Nagin told WWL-TV that the 60-car limit was an  "outdated ordinance." By Thursday, as the City Council attempted to finalize the 2009 budget, Nagin had backed down a bit. In a written statement to the council, he promised to respond in writing to Cerasoli's report by Jan. 30, "and not to purchase any administrative vehicles this budget year." The council is expected to vote again on the car program this week.

When Cerasoli arrived from Boston to set up the Office of the Inspector General, he needed inventory tags — the little bar-code stickers that offices use to keep track of computers, monitors and other workplace valuables. He called City Hall to get some. It was one of his first, but not his last, surprises when it came to New Orleans city government.

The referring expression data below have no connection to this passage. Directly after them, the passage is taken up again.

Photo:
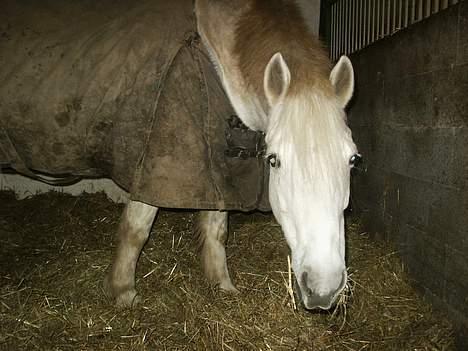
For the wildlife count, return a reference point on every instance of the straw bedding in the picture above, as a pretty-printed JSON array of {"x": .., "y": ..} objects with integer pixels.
[{"x": 55, "y": 249}]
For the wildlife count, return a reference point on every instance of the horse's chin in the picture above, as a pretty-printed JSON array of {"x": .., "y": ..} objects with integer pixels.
[{"x": 314, "y": 302}]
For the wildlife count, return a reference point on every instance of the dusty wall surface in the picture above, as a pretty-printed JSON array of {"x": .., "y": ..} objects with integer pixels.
[{"x": 410, "y": 121}]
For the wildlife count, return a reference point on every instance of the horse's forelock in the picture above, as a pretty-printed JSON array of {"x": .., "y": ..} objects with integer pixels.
[{"x": 310, "y": 130}]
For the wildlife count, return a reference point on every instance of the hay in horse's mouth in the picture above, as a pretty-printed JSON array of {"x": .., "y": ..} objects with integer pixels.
[{"x": 55, "y": 249}]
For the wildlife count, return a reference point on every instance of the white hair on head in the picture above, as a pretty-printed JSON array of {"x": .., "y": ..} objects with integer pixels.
[{"x": 310, "y": 130}]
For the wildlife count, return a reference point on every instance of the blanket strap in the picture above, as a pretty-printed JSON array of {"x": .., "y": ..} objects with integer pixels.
[{"x": 17, "y": 163}]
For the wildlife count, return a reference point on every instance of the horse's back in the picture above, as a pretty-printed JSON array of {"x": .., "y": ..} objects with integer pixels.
[{"x": 75, "y": 73}]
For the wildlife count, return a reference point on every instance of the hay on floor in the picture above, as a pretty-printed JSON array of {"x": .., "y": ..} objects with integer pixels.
[{"x": 56, "y": 248}]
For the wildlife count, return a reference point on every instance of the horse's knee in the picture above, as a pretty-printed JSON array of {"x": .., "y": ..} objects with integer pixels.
[
  {"x": 133, "y": 231},
  {"x": 212, "y": 235}
]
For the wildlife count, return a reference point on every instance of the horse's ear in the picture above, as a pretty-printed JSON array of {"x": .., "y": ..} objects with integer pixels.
[
  {"x": 342, "y": 79},
  {"x": 276, "y": 79}
]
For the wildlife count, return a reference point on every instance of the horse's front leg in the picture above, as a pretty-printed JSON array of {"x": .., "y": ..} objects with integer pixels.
[
  {"x": 133, "y": 231},
  {"x": 212, "y": 234}
]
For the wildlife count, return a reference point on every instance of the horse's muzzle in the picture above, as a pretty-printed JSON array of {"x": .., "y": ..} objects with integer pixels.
[{"x": 314, "y": 298}]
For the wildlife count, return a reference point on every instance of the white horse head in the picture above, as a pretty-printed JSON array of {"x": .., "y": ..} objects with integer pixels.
[{"x": 311, "y": 152}]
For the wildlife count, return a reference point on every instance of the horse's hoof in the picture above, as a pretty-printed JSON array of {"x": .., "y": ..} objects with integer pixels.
[
  {"x": 122, "y": 298},
  {"x": 228, "y": 287},
  {"x": 127, "y": 299}
]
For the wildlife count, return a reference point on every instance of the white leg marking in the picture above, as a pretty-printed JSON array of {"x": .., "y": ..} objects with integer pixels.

"The city does not know all its assets," he says. "The city does not have a list of all its real property and all its movable property. They don't have inventories of anything. When we called people [at City Hall] to ask them where they get their inventory tags, they said they don't have any. They don't buy them.

"You can't steal what you don't own," he says wryly. "See what I mean?" 

As Cerasoli walks down Baronne Street he passes a New Breed cab parked at the curb. "Hey!" says the driver, sticking his hand out the window for a shake. "Thank you," Cerasoli mutters, shyly but sincerely. The scenario repeats itself six times in four blocks: a pedestrian stops in his tracks and exclaims, "Great work!"; a motorist stops in the intersection at Perdido Street and waves him through enthusiastically.

"To me, coming from Boston, it seems so decadent," he says softly "seeing all these people, doing all the things that they're doing."